Air New Zealand passengers boost voluntary carbon offsets

by AirlineRatings editors
November 02, 2020
Air NZ
Photo: AIr New Zealand.

Air New Zealand saw a solid rise in the percentage of customers offsetting carbon emissions generated by their journey in the 2020 financial year.

The airline’s annual sustainability report shows that the number of people “ticking the box” to offset their emissions through Air NZ’s “FlyNeutral” program increased from 4.6 percent in the 2109 financial year to 7.1 percent for fiscal 2020.

The uptake was particularly high on flights to the UK where it hit 14 percent, compared to 9.6 percent a year earlier.

READ: Study finds aircraft COVID risk is less than shopping or restaurants.

Uptake on the flights to the US rose from 7.3 percent to 10.3 percent and on flights to Canada from 6 percent to 9 percent.

New Zealand flights were close to average, rising from 4.6 percent to 7 percent.

Coming in below the average were Australian services, although they still rose from 4.3 percent to 6.3 percent.

The airline calculated that customers, along with the airline’s own voluntary scheme, offset 92,000 tonnes of CO2 in 2020 compared to 63,000 tonnes in 2019.

Airlines have struggled to convince flyers to use the voluntary offset schemes and Air New Zealand chief executive Greg Foran described the 2020  increase as “particularly pleasing” in a challenging year.

“Through our voluntary carbon offsetting function, together with our customers, have contributed close to $NZ1.5 million towards permanent native forestry projects across New Zealand and achieved an average uptake rate across all retail storefronts of 7.1 percent which is fantastic when you take into account the drop off in passenger numbers this year,”  he said.

Overall, the Kiwi carrier reduced its carbon emissions by 19 percent in 2020 as it flew fewer flights due to the pandemic and benefited from carbon reduction measures.

But Foran warned in the sustainability report that the airline’s emissions profile as it re-emerged from the pandemic would need to be lower than it was pre-COVID.

“Being able to decarbonise our business is considered vital to our long-term success and remains an important part of our business model, even as we navigate the most challenging economic circumstances we have ever seen as an airline,’’ he said.

“Acting on climate change is not something we consider to be a choice; it is an integral part of the recent company-wide strategy reset we have called Kia Mau (“get ready” in te reo Māori).”

He singled out sustainable fuels as playing an important role if the airline and New Zealand were to meet their shared goal of net zero emissions by 2050.

“Sustainable fuels and the infrastructure they rely on require significant upfront capital and new policy settings to give producers confidence there will be long-term demand and to ensure commercial viability to the end-user,’’ he said.

“These fuels currently cost two to three times that of traditional fuel – but that commercial gap can be narrowed.

“Making this a reality will require close collaboration, investment from both the public and private sectors, and strong enabling policy to attract investment and ensure long-term industry competitiveness.”

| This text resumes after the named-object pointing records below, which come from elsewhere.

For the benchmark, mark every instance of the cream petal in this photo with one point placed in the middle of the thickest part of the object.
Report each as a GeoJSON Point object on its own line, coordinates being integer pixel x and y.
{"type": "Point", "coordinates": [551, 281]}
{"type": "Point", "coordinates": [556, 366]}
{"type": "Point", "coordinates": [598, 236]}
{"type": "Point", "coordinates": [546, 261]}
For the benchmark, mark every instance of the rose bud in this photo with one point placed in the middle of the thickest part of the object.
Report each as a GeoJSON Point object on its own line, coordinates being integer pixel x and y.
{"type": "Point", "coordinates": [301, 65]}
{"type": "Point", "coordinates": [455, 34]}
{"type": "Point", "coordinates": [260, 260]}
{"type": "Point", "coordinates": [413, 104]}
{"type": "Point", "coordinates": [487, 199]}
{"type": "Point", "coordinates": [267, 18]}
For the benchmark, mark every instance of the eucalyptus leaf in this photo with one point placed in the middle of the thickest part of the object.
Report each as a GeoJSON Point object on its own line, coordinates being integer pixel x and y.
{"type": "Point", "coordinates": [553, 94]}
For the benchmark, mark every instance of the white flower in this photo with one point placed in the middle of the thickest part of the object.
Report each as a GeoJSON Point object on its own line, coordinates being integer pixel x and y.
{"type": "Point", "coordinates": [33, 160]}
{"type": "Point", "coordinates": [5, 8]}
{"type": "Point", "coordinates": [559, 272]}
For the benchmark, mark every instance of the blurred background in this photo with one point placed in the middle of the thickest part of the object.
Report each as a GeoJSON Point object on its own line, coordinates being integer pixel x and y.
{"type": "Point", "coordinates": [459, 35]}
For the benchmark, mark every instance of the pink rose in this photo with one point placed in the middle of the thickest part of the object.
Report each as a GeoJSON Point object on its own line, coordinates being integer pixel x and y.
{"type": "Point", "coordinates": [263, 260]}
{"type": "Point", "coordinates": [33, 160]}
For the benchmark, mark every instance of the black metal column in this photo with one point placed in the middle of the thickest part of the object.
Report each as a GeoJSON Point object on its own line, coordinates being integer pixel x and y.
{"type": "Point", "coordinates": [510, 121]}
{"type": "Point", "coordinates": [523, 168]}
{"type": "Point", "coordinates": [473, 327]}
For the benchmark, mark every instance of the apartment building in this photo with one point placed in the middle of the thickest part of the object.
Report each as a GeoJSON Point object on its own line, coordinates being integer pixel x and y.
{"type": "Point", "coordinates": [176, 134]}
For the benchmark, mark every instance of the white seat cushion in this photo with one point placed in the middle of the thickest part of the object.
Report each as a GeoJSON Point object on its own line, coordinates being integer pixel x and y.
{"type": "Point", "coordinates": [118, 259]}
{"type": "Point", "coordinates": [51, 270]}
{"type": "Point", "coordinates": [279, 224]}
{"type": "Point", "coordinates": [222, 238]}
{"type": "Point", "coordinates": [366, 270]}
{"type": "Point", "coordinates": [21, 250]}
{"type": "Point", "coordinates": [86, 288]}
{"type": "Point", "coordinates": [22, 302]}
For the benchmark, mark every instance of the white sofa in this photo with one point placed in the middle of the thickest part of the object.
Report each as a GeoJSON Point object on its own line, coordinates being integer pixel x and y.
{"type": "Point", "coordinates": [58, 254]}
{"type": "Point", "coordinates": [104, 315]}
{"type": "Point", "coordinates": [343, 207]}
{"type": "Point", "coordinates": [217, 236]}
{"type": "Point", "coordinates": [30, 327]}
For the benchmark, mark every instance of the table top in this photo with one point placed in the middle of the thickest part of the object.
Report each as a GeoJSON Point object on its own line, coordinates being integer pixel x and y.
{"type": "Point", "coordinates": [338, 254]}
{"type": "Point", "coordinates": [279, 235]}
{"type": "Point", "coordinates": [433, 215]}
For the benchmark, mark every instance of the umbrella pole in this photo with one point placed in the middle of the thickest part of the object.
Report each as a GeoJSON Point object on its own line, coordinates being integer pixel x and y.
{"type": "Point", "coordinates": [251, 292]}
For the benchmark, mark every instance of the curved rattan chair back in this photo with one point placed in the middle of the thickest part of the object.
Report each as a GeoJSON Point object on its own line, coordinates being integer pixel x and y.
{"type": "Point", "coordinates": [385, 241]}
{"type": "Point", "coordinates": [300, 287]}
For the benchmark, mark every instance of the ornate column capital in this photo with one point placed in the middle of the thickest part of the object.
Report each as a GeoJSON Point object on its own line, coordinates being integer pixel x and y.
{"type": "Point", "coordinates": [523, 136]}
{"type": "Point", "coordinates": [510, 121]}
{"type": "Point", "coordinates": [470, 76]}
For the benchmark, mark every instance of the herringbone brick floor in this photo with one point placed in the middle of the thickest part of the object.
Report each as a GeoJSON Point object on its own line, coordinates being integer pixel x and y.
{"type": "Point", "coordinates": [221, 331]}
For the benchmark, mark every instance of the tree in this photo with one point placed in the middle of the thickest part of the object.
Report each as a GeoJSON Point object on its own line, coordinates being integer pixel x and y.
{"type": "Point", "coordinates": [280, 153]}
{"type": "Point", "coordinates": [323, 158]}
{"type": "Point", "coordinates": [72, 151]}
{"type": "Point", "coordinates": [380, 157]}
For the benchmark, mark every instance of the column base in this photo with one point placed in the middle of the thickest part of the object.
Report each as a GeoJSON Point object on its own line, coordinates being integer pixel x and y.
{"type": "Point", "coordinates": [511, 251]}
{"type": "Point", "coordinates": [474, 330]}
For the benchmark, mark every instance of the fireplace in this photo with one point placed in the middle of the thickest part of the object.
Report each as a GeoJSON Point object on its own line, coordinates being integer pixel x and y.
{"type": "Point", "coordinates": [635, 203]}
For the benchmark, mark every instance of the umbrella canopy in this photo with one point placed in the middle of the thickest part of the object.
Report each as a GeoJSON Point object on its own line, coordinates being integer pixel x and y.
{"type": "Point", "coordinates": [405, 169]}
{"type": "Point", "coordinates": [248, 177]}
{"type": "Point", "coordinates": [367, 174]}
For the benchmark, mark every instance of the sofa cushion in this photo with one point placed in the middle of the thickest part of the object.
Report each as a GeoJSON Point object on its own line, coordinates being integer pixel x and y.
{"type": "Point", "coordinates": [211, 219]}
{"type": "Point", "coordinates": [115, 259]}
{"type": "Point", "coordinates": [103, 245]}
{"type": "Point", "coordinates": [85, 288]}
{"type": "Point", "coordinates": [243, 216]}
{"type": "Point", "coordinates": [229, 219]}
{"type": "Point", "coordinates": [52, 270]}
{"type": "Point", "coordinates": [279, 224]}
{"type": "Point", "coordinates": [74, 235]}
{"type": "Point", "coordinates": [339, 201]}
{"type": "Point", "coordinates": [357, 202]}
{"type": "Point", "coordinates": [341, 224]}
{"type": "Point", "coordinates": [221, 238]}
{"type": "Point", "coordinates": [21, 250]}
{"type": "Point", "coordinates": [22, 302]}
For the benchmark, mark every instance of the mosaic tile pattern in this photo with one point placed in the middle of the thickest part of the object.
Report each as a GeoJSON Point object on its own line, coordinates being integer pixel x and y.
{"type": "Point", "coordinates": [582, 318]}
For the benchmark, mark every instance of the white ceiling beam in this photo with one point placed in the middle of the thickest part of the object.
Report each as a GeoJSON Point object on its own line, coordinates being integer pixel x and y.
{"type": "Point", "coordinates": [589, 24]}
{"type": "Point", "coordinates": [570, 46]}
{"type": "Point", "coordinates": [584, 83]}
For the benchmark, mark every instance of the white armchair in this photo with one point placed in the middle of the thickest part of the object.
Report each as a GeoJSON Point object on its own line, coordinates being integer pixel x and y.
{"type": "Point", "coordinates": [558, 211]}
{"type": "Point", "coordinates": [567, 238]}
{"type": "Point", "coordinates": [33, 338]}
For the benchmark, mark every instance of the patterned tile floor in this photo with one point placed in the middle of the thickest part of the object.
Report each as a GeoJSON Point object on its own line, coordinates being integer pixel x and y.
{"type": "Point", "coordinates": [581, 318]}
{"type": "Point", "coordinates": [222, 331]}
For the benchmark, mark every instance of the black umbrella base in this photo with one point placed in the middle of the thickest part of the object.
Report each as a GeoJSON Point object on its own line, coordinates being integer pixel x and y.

The AirNZ CEO also noted New Zealand’s high mix of renewable energy as well as its reliance on domestic connectivity with a high-proportion of short-haul flights meant it was uniquely placed to be an early adopter of next-generation aircraft.

These potentially included electric, hybrid or hydrogen aircraft.

“Air New Zealand is working with several aviation equipment manufacturers to accelerate development and deployment of future aircraft and engine technology,’’ he said.

“Establishing New Zealand as a hub for aircraft innovation and an attractive location for the trialling of future aircraft technologies will accelerate the commercialisation of next-generation aircraft while also providing employment and regional development benefits.”